GWAS analyses of the UKBB neuroticism phenotypes were implemented in PLINK 1.9 using linear regression to analyze the neuroticism sum score and item cluster scores. Sex, age, genotype array, and Townsend deprivation index (a measure based on postal code indicating material deprivation) were included as covariates. In addition, the first 10 genetic principal components (PCs) were included as covariates to control for potential population stratification. Genetic PCs were computed using FlashPCA 2 on individuals of European ancestry, after linkage disequilibrium pruning and filtering out SNPs with a minor allele frequency (MAF) of <0.01 and genotype missingness of >0.05. Final data analysis was restricted to autosomal, biallelic SNPs with MAF > 0.0001, high imputation quality (INFO score ≥ 0.9), and low missingness (<0.05), resulting in 10,847,151 SNPs. The standard genome-wide significance threshold in European-descent samples of P < 5 × 10−8 was applied within each SNP-based GWAS analysis.
Neuroticism
For the neuroticism phenotype, UKBB data (Nagel, Watanabe, et al. 2018) were used, in which neuroticism was measured with 12 dichotomous (yes or no) items of the EPQ-RS. Responders with fewer than 9 answered items, who did not have valid genetic data or were not of European descent, were excluded from analyses, resulting in a sample size of 380,506 individuals with both phenotypic and genetic data. A weighted sum score was calculated by adding individual valid item responses (mean = 4.16, SD = 3.21) and dividing that sum by the total number of valid responses, ranging from 0 to 12.
Worry
The previously defined phenotype of the neuroticism subcluster of the EPQ-RS “worry” included only participants (n = 348,219) who answered to all following questions: “Are you a worrier?”, “Do you suffer from nerves?”, “Would you call yourself a nervous person?”, and “Would you call yourself tense or highly strung?”, and the scores (0 or 1) on these four EPQ-RS items were summed (with a result between 0 and 4; Nagel, Jansen, et al. 2018). The mean score for the worry cluster was 1.16 (SD = 1.25) and was higher in females compared with males (Cohen’s d = 0.22).
Depressed affect
Questions “Do you often feel lonely?”, “Do you ever feel ‘just miserable’ for no reason?”, “Does your mood often go up and down?”, and “Do you often feel ‘fed up’?” were used to obtain scores for the EPQ-RS “depressed affect” cluster, and the sum of scores (between 0 and 4) was used for analysis (n = 357,957; Nagel, Jansen, et al. 2018). The mean score for the depressed affect cluster was 1.45 (SD = 1.42) and was higher in females compared with males (Cohen’s d = 0.20).
SESA
Three of the remaining four questions with a common theme, namely, “Are your feelings easily hurt?”, “Do you worry too long after an embarrassing experience?”, and “Are you often troubled by feelings of guilt?”, formed the EPQ-RS “SESA” cluster, and the sum of scores (between 0 and 3) was used for analysis (n = 351,827; Nagel et al. 2020).
Results
Neuroticism Increases the Risk for SB
After harmonization, 75 genetic instruments that were previously identified in the UK Biobank and had robust independent significant associations in the original study (P < 5 × 10−8, Supplementary Tables 3–6) were used for the analysis. Two-sample MR analysis, using neuroticism as an exposure variable (predisposing) and probable SB as an outcome, indicated a causal relationship, with neuroticism increasing the risk for SB (odds ratio [OR] 1.38, 95% confidence interval (CI) 1.10–1.74, P = 0.0057, Fig. 3).

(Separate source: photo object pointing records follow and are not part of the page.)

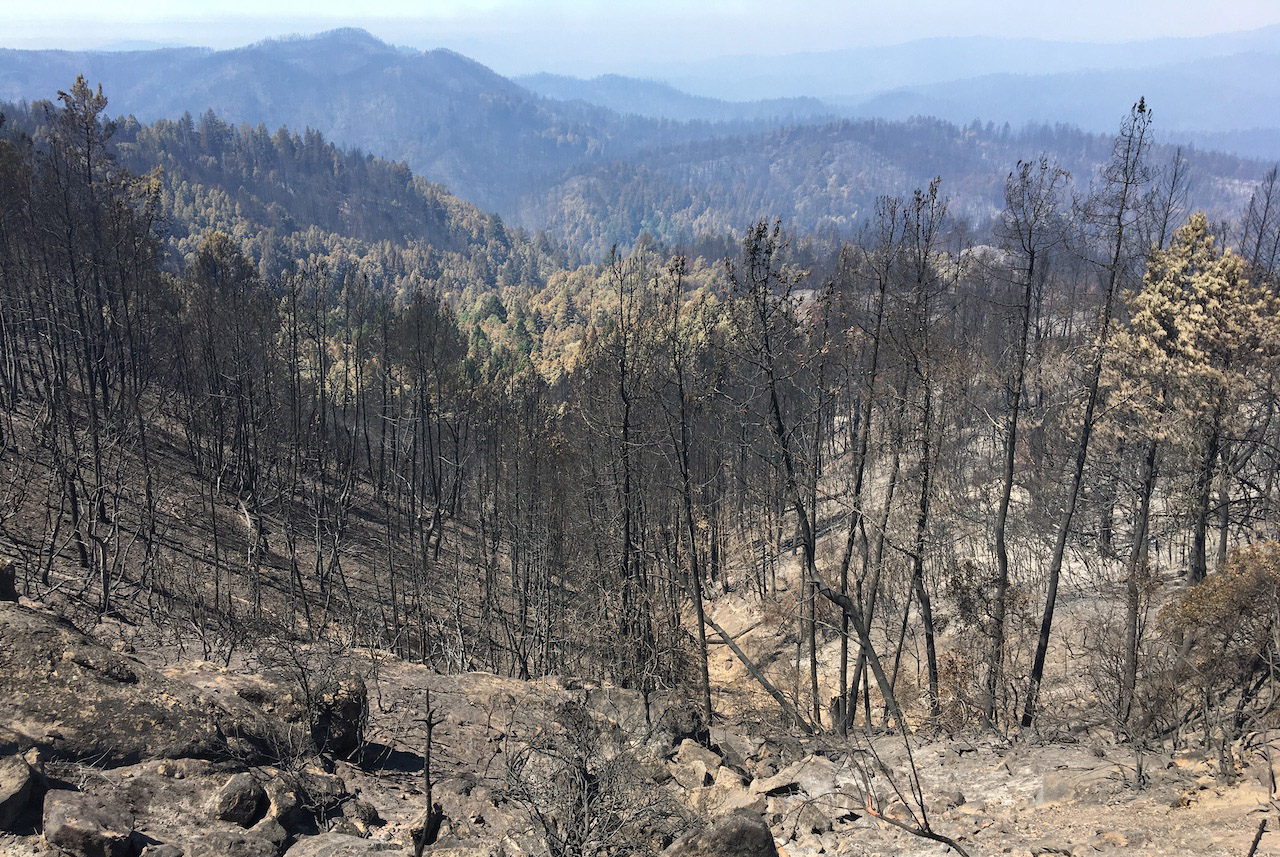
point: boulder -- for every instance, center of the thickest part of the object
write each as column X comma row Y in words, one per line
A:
column 163, row 849
column 241, row 801
column 8, row 581
column 80, row 701
column 82, row 825
column 691, row 775
column 1089, row 784
column 338, row 844
column 220, row 843
column 743, row 834
column 18, row 783
column 338, row 716
column 691, row 751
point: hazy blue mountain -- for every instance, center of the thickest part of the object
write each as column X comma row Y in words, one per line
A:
column 856, row 74
column 661, row 100
column 1219, row 95
column 597, row 177
column 452, row 119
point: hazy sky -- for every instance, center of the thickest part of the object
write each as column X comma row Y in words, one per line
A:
column 592, row 36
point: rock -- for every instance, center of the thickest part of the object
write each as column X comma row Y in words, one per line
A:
column 690, row 751
column 741, row 834
column 337, row 844
column 362, row 815
column 273, row 832
column 813, row 775
column 220, row 843
column 1109, row 839
column 80, row 701
column 1078, row 784
column 18, row 784
column 726, row 796
column 284, row 805
column 163, row 849
column 735, row 747
column 671, row 720
column 339, row 715
column 321, row 793
column 241, row 801
column 85, row 826
column 691, row 775
column 808, row 819
column 8, row 581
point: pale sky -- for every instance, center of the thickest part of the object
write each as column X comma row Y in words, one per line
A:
column 592, row 36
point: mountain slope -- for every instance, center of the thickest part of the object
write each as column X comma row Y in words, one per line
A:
column 452, row 119
column 859, row 73
column 1219, row 94
column 659, row 100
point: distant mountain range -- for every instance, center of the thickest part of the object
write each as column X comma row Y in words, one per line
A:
column 661, row 100
column 600, row 161
column 858, row 74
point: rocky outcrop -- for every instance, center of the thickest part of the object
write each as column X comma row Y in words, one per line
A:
column 83, row 825
column 8, row 581
column 73, row 697
column 338, row 716
column 743, row 834
column 241, row 801
column 18, row 784
column 337, row 844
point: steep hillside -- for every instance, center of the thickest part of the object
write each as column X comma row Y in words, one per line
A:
column 452, row 119
column 659, row 100
column 597, row 178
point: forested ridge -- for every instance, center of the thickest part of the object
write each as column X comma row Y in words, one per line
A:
column 255, row 388
column 589, row 175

Genetic associations of probable sleep bruxism (SB) with neuroticism score. Analysis of 380,506 individuals with 12 dichotomous (yes or no) items of the Eysenck Personality Questionnaire Revised Short Form using 75 single nucleotide polymorphisms (SNPs) after harmonization of a possible 91 SNPs. (
Two alternative MR methods provided evidence of a causal relationship between neuroticism score and probable SB, where the estimate’s P-value was significant (Table), and effect sizes were consistently positive across all tested methods. This is demonstrated in Figure 3A, where the slope of the lines shows the causal effect estimates as predicted by the IVW, MR-Egger, and weighted median approaches, although the MR-Egger approach did not reach statistical significance. Furthermore, to understand the robustness of the signal and the variants, we estimated how individual variants contributed to the signal from the MR analysis (Fig. 4, Supplementary Figure 1). We did not observe any outliers in the distribution of effects shown in Figures 3B and 4. Similarly, there was no evidence of directional horizontal pleiotropy as indicated by the MR-Egger intercept of 1.73 × 10−3 (P = 0.87) in the Egger analysis. Finally, we examined the different components of neuroticism and observed that SESA and worry causally associated with probable SB (Table), suggesting an association with more than one component of neuroticism with SB. The results for neuroticism subclusters are further illustrated by scatterplots and leave-one analyses in the Appendix (Supplementary Figures 2-4).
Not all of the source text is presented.